If you check the vignette you can see that the fold changes are A/B, by looking at the mean of A and the mean of B for the first gene.
I read both but couldn't understand how it does it. So in DESeq2 says that: "The column log2FoldChange is the effect size estimate. It tells us how much the gene's expression
seems to have changed due to treatment with DPN in comparison to control." Meaning I should interpret the sSeq in a different way? how does DESeq2 calculates them?

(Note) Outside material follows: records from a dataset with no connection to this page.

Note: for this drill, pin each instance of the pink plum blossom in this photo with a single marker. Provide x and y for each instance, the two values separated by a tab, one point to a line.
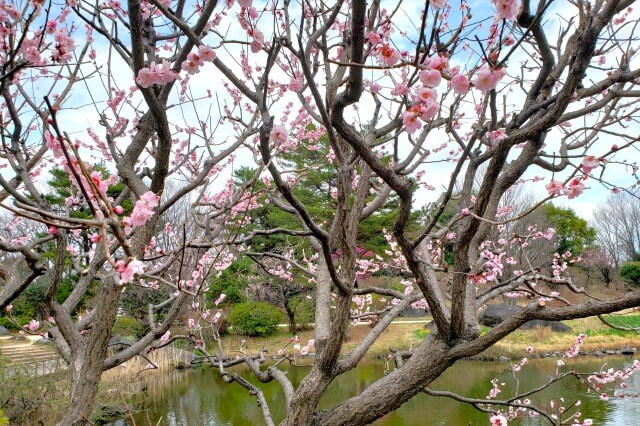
574	189
589	163
506	9
487	79
159	74
554	187
278	135
498	420
430	78
497	136
129	270
33	325
206	53
389	55
143	209
460	84
410	120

Sorry I am confuse on how I can compare the two results.
From the DESeq2 vignette
1.2.5 Note on factor levels
...It is important to supply levels (otherwise the levels are chosen in
alphabetical order) and to put the “control” or “untreated” level as the first element (”base level”), so
that the log2 fold changes produced by default will be the expected comparison against the base level.
so in DESeq2, the default log fold change given is log(last-level / base-level). You made PBS the base level, so you know the log fold change will be log( LPS / PBS )

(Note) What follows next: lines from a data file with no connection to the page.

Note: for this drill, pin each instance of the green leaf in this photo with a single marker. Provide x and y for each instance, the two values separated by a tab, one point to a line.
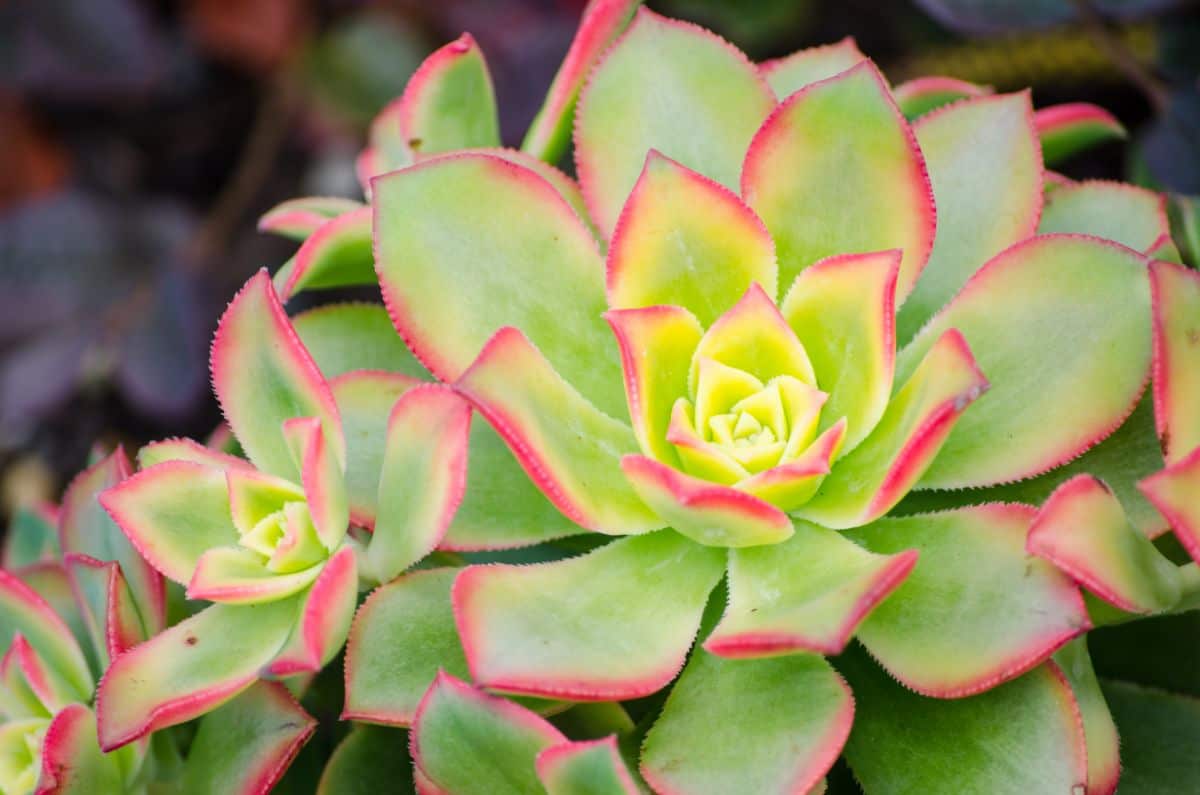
665	85
1020	737
757	725
245	746
1065	382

DESeq2 also tells you this information at the top when you print a results table
In the sSeq vignette, by looking at the first example of a results table you can see the log fold change given is log(condA / condB). You have condA="PBS" and condB="LPS" so you are getting log( PBS / LPS ).

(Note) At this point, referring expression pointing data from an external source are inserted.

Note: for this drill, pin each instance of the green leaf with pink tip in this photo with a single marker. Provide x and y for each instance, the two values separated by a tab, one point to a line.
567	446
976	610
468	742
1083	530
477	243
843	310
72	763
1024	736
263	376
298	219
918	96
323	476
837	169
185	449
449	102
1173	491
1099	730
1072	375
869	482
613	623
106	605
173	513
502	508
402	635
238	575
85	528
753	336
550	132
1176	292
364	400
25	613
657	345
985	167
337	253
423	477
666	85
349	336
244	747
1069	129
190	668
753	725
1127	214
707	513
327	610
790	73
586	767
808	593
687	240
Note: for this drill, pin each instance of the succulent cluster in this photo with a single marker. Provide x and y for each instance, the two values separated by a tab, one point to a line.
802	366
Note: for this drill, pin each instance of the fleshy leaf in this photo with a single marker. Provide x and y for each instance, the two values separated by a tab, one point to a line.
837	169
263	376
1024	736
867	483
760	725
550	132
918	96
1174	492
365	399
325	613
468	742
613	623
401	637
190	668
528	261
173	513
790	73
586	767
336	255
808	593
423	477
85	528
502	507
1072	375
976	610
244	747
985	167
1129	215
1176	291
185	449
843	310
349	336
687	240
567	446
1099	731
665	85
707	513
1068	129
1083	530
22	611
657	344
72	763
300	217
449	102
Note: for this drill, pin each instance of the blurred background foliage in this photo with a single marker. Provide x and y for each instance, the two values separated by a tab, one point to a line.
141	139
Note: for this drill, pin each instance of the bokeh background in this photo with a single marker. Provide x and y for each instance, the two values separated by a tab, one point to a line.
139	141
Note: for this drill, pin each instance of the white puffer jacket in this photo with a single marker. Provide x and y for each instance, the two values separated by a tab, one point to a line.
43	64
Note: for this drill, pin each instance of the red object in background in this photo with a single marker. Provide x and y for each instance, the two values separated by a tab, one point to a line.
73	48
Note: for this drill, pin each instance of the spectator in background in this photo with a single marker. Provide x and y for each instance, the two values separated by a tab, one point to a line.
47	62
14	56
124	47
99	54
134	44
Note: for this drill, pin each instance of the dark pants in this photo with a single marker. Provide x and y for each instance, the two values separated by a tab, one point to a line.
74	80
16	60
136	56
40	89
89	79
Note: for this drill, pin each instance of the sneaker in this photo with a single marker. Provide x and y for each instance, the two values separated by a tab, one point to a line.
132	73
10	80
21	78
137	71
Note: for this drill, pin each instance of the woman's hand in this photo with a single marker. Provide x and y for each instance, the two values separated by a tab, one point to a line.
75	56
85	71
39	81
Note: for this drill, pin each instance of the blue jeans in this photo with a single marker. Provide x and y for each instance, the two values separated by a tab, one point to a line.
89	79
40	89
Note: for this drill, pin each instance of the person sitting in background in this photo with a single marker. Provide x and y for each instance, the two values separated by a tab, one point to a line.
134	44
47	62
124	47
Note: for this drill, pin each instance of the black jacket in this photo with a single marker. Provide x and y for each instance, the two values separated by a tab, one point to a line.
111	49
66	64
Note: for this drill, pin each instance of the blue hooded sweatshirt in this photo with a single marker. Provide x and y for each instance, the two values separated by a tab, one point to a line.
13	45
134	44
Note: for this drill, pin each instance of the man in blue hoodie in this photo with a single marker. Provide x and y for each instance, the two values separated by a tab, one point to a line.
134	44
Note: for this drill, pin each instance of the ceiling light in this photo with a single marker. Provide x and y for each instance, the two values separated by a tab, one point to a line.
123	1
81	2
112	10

Thanks for your explanation Michael. Now I understand that is being calculated in different way. So if I get one gene as an example (below) in DESeq (5th column, log2FoldChange) I will said that this gene is being up-regulated (relative to the control), but in sSeq (2nd column, rawLog2FoldChange) is being down-regulated in the control (relative to the treatment)?